Le smemoratezze del filosofo Badiou di fronte ai fallimenti del comunismo
sabato 19 settembre 2009
Nell'ultimo numero di «Allegoria» (59, gennaio-giugno 2009) compare una lunga intervista al filosofo francese Alain Badiou. Il titolo è «Sovvertire la chiusura del presente» e promette bene. Vedo che il problema del tempo e delle sue dimensioni, la cancellazione del passato e l'azzeramento del futuro è nella mente di molti. Il presente, un presente totalitario, si assolutizza, sta ingoiando tutto, paralizza la pensabilità di altri tempi rendendo inconcepibili modi diversi di essere e di vivere. Il presente è soprattutto spazio: e il potere sociale capace di occupare tutto lo spazio visibile e vivibile cancella anche l'altrove, i molti strati di cui è fatta la contemporaneità. Qualunque italiano, oggi, sia capace di parlare con un immigrato e di essergli amico «sovverte la chiusura del presente» e reinventa lo spazio in cui coesistiamo.

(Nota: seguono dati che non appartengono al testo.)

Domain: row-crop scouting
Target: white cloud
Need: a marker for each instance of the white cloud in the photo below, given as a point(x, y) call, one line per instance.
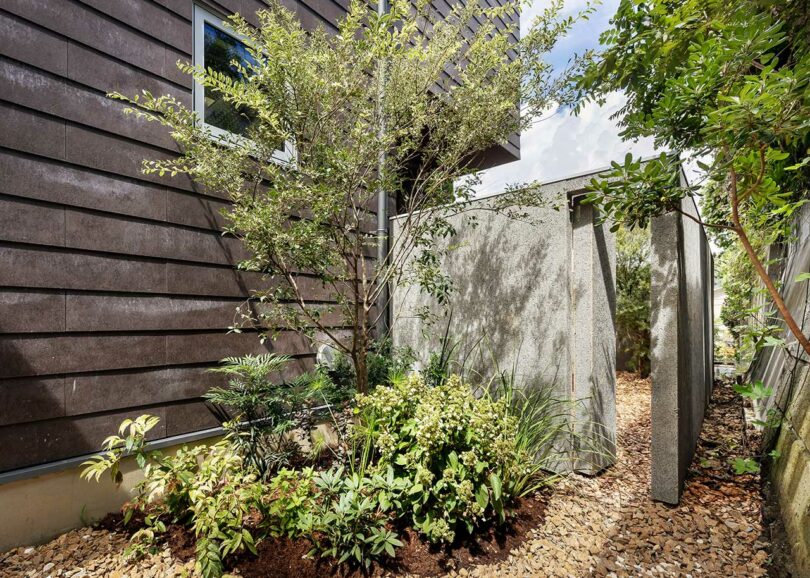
point(564, 145)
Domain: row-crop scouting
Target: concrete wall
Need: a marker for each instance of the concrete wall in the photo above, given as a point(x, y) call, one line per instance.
point(681, 345)
point(786, 371)
point(541, 296)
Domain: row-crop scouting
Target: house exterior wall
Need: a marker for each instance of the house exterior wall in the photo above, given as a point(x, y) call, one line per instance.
point(116, 288)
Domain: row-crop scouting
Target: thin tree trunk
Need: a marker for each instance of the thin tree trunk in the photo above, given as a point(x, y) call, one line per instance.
point(760, 268)
point(361, 369)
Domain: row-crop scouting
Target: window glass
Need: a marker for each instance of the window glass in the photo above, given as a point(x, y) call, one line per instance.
point(220, 50)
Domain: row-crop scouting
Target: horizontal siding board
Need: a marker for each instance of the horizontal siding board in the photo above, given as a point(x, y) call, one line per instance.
point(31, 311)
point(29, 132)
point(53, 181)
point(112, 154)
point(47, 267)
point(110, 391)
point(27, 356)
point(38, 47)
point(66, 437)
point(205, 347)
point(150, 19)
point(195, 210)
point(93, 312)
point(189, 417)
point(44, 92)
point(31, 399)
point(188, 279)
point(62, 269)
point(31, 222)
point(98, 71)
point(182, 7)
point(125, 236)
point(104, 34)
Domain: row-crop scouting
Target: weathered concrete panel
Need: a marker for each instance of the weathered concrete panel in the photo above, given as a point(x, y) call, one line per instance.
point(540, 297)
point(681, 349)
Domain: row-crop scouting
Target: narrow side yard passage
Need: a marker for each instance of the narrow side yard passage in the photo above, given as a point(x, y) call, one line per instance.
point(608, 526)
point(602, 526)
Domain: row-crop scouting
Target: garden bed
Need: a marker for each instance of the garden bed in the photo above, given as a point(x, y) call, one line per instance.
point(604, 525)
point(283, 557)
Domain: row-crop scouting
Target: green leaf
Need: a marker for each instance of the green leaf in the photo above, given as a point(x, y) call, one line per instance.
point(495, 484)
point(744, 466)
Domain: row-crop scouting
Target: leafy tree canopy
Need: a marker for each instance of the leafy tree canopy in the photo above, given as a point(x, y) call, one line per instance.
point(726, 81)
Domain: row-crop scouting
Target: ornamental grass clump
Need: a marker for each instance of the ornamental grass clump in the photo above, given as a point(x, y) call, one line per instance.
point(457, 447)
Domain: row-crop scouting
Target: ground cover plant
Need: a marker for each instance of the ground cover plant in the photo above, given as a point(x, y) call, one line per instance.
point(726, 84)
point(633, 282)
point(443, 460)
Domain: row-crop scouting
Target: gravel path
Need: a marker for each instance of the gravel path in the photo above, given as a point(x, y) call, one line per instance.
point(608, 526)
point(602, 526)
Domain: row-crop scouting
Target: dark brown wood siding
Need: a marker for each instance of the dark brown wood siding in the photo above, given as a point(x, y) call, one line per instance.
point(116, 288)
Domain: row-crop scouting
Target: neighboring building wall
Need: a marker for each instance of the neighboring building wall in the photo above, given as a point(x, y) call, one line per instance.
point(786, 371)
point(681, 352)
point(540, 298)
point(116, 288)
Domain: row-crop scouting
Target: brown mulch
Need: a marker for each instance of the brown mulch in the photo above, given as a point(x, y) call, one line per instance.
point(585, 526)
point(282, 558)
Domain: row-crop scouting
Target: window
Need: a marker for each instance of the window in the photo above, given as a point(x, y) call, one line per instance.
point(217, 48)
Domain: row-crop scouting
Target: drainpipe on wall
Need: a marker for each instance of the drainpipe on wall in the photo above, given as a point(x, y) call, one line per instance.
point(382, 197)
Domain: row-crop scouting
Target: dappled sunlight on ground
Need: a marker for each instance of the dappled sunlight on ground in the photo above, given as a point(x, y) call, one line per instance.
point(594, 526)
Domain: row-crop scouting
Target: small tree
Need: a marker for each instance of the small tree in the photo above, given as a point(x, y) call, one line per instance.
point(728, 81)
point(403, 102)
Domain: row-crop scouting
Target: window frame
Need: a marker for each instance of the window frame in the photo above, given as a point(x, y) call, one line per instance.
point(203, 16)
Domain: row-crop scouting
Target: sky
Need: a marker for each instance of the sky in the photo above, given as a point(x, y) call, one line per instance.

Ma nelle risposte di Badiou non trovo molto. Badiou dice che il tradizionale intellettuale di sinistra legato ai partiti è superato. Dice che parlare di democrazia è una truffa (non sono d'accordo). Dice che oggi c'è posto solo per una «politica senza partito» e per un «intellettuale militante» che organizzi «battaglie politiche localizzate» (mi sembra giusto). Ma Badiou parla del Maggio '68, di Mao e della rivoluzione culturale come se fossero eredità indiscutibili. Di Stalin gli basta dire che «fu un poco di buono» (questo è un eufemismo criminoso). Aggiunge che si deve essere comunisti, anche se non si sa e lui stesso non sa come definire il comunismo né come arrivarci. Insite che bisogna reinventare tutte le categorie politiche: ma evidentemente non lo fa. Si pronuncia su Toni Negri dicendo che le sue idee di «Impero» e «moltitudine» sono troppo vaghe e vaste e che il suo «monismo vitalista» sfocia in una esaltazione paradossale del capitalismo come potenza» (qui Badiou ha ragione). Ma la tradizione rivoluzionaria degli ultimi due secoli non gli sembra carica di veleni, di promesse avvelenate, di fallimenti e aberrazioni. Questo è strano. Badiou è un filosofo che dimentica la storia.